One harmonic conjugate of u is $v(x,y) = 6x^2y-y^3$ (probably wrong, but here's the calculation):
$v(x,y) = \int_{(x_0,y_0)}^{(x,y)} -u_t(s,t)ds + u_s(s,t)dt = \int_{(x_0,y_0)}^{(x,y)} 6st ds + (3s^2-3t^2)dt$
Choosing $(x_0,y_0) = (0,0)$ (since we're finding a harmonic conjugate):
$v(x,y) = 3x^2y+3x^2y-y^3 = 6x^2y-y^3$
So, the resulting analytic function is $f(z) = x^3 – 3x^2y + i(6x^2y-y^3)$ ($z = x+iy$)
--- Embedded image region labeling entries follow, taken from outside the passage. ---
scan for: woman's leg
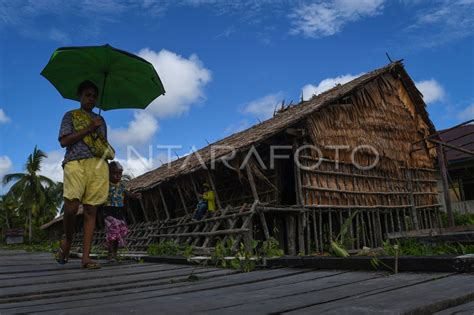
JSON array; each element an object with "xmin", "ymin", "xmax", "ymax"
[
  {"xmin": 60, "ymin": 199, "xmax": 79, "ymax": 258},
  {"xmin": 82, "ymin": 205, "xmax": 97, "ymax": 264},
  {"xmin": 112, "ymin": 241, "xmax": 118, "ymax": 259}
]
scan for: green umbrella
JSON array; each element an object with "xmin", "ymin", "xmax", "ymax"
[{"xmin": 41, "ymin": 45, "xmax": 165, "ymax": 110}]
How do you write this in terms of $z$? If it was $f(z) = x^3 – 3x^2y + i(3x^2y-y^3)$, it would be just $f(z) = z^3$, but with the $6$ in there, I don't know where to go.
Best Answer
Indeed, that calculation is wrong. With the choice of $(x_0, y_0) = (0, 0)$ as initial point we have $$ v(x, y) = \int_{(0, 0)}^{(x,y)} 6st \, ds + (3s^2-3t^2) \, dt \\ = \int_{(0, 0)}^{(x,0)} 6st \, ds + \int_{(x, 0)}^{(x,y)} 6st \, ds + \int_{(0, 0)}^{(x,0)} (3s^2-3t^2) \, dt + \int_{(x, 0)}^{(x,y)} (3s^2-3t^2) \, dt \, . $$ The first integral is zero because $t=0$ on the path. The second and third integrals are zero because $ds=0$ respectively $dt=0$. It remains $$ v(x, y) = \int_{(x, 0)}^{(x,y)} (3s^2-3t^2) \, dt = \int_0^y (3x^2 -3t^2) \, dt = 3x^2 y- 3 \frac{y^3}{3} = 3x^2 y - y^3 \, . $$ That is consistent with your observation that $$ z^3 = (x+iy)^3 = x^3 - 3x^2y + i(3x^2y-y^3) \, . $$ is an analytic function with the given real part $u$. The general solution is obtained by adding an arbitrary imaginary constant.